The students were stopped just 1 km away from the JNU campus on Baba Gangnath Marg by the Delhi Police barricades
JNU students try to pull down police barricades  (Pic: JNUSU)
JNU students try to pull down police barricades (Pic: JNUSU)

The Jawaharlal Nehru University Students' Union President Aishe Ghosh has reportedly been detained after the students' march to the Parliament met with police barricades and a 1200-personnel-strong force on Baba Gangnath Marg, only a kilometre away from the JNU campus where Section 144 is still in place. The students formed a human chain and breached through the barricades. A scuffle broke out between the police and the students for a brief moment but they have not lathi-charged yet.

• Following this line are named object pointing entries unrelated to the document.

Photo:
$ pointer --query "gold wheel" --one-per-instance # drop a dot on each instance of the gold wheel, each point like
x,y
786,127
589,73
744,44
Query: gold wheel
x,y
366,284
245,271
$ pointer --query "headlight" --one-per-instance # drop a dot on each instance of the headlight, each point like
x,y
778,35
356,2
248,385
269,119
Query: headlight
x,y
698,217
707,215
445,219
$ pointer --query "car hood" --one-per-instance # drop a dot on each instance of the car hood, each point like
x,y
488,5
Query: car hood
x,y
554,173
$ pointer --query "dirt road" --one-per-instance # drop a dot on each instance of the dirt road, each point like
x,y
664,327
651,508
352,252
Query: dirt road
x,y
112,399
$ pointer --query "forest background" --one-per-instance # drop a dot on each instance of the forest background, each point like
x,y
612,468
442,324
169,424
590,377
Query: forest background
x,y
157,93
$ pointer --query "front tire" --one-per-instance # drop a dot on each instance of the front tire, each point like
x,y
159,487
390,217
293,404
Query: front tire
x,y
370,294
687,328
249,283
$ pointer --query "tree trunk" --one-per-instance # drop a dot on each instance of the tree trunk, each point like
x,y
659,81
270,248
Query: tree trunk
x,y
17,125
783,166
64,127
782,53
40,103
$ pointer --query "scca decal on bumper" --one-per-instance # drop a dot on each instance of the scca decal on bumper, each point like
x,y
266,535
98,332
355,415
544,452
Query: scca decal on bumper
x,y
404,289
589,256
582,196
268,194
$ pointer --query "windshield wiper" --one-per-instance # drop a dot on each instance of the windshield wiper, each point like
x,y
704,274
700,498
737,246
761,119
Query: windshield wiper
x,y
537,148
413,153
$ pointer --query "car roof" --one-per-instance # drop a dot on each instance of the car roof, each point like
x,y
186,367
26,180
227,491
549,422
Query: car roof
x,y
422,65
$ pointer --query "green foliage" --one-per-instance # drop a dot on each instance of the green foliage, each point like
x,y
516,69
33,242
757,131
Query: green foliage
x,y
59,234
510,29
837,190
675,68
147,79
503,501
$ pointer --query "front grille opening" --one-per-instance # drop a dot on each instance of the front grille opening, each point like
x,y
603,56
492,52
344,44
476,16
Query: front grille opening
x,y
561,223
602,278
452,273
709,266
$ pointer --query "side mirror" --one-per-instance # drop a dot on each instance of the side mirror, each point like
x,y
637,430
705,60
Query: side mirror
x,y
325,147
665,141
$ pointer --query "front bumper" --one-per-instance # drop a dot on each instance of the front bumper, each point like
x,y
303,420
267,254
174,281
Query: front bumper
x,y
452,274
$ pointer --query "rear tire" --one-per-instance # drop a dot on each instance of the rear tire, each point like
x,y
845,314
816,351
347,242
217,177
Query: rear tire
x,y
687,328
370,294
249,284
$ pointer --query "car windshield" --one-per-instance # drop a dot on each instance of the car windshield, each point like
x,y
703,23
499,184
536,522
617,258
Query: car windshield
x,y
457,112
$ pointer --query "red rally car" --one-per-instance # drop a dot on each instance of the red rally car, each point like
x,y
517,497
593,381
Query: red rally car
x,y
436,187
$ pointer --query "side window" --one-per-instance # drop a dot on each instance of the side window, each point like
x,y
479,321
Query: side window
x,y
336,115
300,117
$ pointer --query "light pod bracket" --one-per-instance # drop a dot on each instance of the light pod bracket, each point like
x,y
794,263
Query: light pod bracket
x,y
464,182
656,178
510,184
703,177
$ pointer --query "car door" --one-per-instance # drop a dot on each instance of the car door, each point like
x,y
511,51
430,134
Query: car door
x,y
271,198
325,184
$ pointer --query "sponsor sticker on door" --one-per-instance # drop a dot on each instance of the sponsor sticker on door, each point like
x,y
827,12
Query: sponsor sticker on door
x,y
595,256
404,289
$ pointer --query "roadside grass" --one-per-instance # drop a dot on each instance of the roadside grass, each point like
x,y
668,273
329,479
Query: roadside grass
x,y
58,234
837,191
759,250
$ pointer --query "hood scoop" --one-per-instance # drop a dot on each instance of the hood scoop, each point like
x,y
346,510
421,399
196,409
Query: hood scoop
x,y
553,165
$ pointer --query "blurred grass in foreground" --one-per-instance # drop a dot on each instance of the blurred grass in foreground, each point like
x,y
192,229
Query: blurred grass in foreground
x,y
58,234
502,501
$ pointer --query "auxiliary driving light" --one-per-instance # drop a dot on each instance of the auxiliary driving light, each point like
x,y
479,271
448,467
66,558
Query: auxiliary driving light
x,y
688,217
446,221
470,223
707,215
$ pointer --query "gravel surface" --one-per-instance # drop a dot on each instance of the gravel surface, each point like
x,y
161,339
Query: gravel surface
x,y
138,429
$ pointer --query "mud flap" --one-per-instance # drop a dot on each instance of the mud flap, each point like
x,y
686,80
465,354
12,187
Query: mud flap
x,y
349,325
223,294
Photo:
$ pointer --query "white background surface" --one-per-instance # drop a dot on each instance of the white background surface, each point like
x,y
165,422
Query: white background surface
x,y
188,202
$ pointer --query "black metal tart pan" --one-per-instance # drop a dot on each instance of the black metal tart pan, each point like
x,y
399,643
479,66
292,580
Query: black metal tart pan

"The Delhi Police stopped JNU students peaceful march to parliamentarians. The MHRD is fooling students by forming this committee. Why didn't the committee suspend fee hike till dialogue is happening?" asked Former JNUSU President N Sai Balaji. Not just Aishe but some other students as well have been detained when they tried to climb past the barricades put in by the Delhi Police.

"Students have been brutally beaten and detained by police. Some students are on a bus behind the barricades and some of them are injured," said Apeksha Priyadarshini, member of students' organisation, BASO.  The police officers were also seen recording the events. The police had the area barricaded and had also deployed paramilitary forces to seal the university gates just before the march was supposed to start at 11 am.

The JNUSU had called for a united march across the streets of Delhi on November 18, 2019, "to save public institutions of higher education". "At a time when fee hikes are rampant across the country, students have emerged as the first line of defence for inclusive education. We invite all students of Delhi, to join us as we march on foot from JNU to the Parliament on the first day of the winter session of the Parliament. We also would like to appeal to students outside Delhi to organize protest gatherings on the November 18 to mark a National Day of Protest, to safeguard education as a right, and oppose its transformation into a commodity," said Aishe Ghosh, President, JNUSU.

The intervention of the MHRD minister Ramesh Pohriyal in the issue and the subsequent announcement of the "major rollback" of fees have been making headlines for the past week and the students say that this only shows that the MHRD and the JNU administration are "two sides of the same coin". They also made it clear that the JNUSU will not retreat. "JNU is poised upon the brink of destruction because if the JNU admin has its way, fees shall rise by more than 1100 percent making it the most expensive Central University in India. Adding fuel to the fire is the complete omission of the reservation policies in hostel allotment process that have ensure social justice on the campus. Furthermore, the administration plans, through the newly passed manual, to criminalise dissent, with punishments for any form of protest punishable by hefty fines and rustication from the university," said Saket Moon, Vice-President, JNUSU.